Banner

COVID-19 – Israel tolak pemberian vaksin bagi tahanan Palestina

Ilustrasi. Israel memutuskan untuk tidak memvaksinasi tahanan Palestina atau mereka yang tinggal di wilayah pendudukan, mendorong kekhawatiran keluarga dan kelompok hak-hak sipil. (Denny Müller on Unsplash)

Jakarta (Indonesia Window) – Israel memutuskan untuk tidak memvaksinasi tahanan Palestina atau mereka yang tinggal di wilayah pendudukan, mendorong kekhawatiran keluarga dan kelompok hak-hak sipil.

Menteri Keamanan Dalam Negeri Israel, Ameer Ohanna, memerintahkan pihak berwenang untuk tidak menyuntik tahanan Palestina yang ditahan di penjara Israel, dan hanya staf penjara.
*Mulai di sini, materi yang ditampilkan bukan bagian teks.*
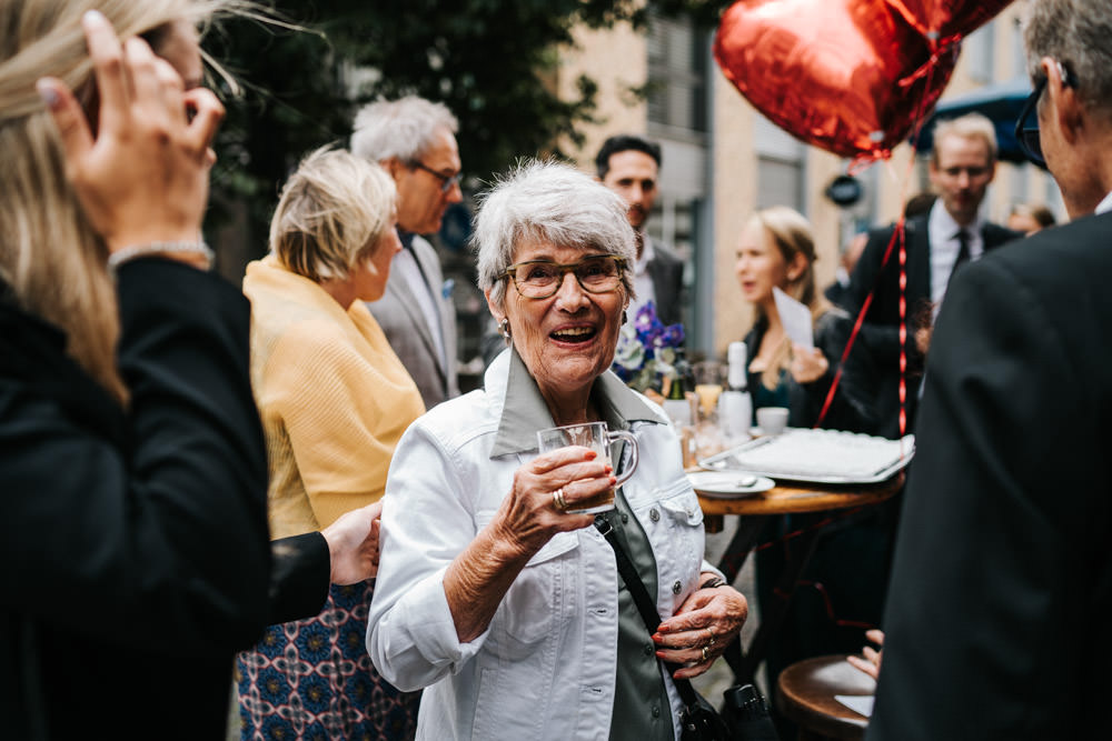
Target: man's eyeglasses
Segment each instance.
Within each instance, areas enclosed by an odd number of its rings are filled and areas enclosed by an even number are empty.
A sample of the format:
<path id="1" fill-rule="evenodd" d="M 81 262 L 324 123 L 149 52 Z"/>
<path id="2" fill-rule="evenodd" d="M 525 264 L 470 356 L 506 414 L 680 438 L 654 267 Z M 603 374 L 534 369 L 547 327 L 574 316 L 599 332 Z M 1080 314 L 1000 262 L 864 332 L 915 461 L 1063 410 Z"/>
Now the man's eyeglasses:
<path id="1" fill-rule="evenodd" d="M 1058 71 L 1062 76 L 1062 84 L 1066 88 L 1074 88 L 1078 80 L 1070 72 L 1070 69 L 1062 62 L 1058 62 Z M 1041 168 L 1046 167 L 1046 159 L 1042 153 L 1042 142 L 1039 140 L 1039 99 L 1043 90 L 1046 89 L 1046 76 L 1040 74 L 1035 80 L 1035 89 L 1027 96 L 1027 101 L 1023 103 L 1020 118 L 1015 122 L 1015 141 L 1020 144 L 1020 151 L 1029 160 Z"/>
<path id="2" fill-rule="evenodd" d="M 613 254 L 596 254 L 578 262 L 556 263 L 552 260 L 528 260 L 506 268 L 500 278 L 514 281 L 517 292 L 527 299 L 547 299 L 564 284 L 572 273 L 587 293 L 616 291 L 625 273 L 625 259 Z"/>
<path id="3" fill-rule="evenodd" d="M 424 170 L 425 172 L 429 173 L 430 176 L 439 180 L 441 193 L 447 194 L 448 192 L 451 191 L 453 188 L 459 184 L 459 177 L 460 177 L 459 172 L 457 172 L 456 174 L 444 174 L 443 172 L 437 172 L 436 170 L 428 167 L 424 162 L 418 162 L 417 160 L 410 162 L 409 166 L 417 168 L 418 170 Z"/>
Kelompok hak-hak sipil mengklaim adanya ‘apartheid medis’ yang dipraktikkan oleh otoritas Israel sehingga narapidana di penjara Remon harus bertengkar dengan petugas beberapa hari yang lalu untuk memaksa mereka mengirim Basel Ajaj, seorang tahanan Palestina yang terinfeksi COVID-19, ke rumah sakit guna menerima perawatan.

Dia kini berada di unit perawatan intensif di rumah sakit umum Beersheba, 108 kilometer selatan Yerusalem. Meski kondisinya memburuk, administrasi penjara tidak memindahkannya ke rumah sakit.

Basel Ajaj ditahan pada 2002 dan dijatuhi hukuman penjara seumur hidup karena ikut serta dalam gerakan intifada kedua.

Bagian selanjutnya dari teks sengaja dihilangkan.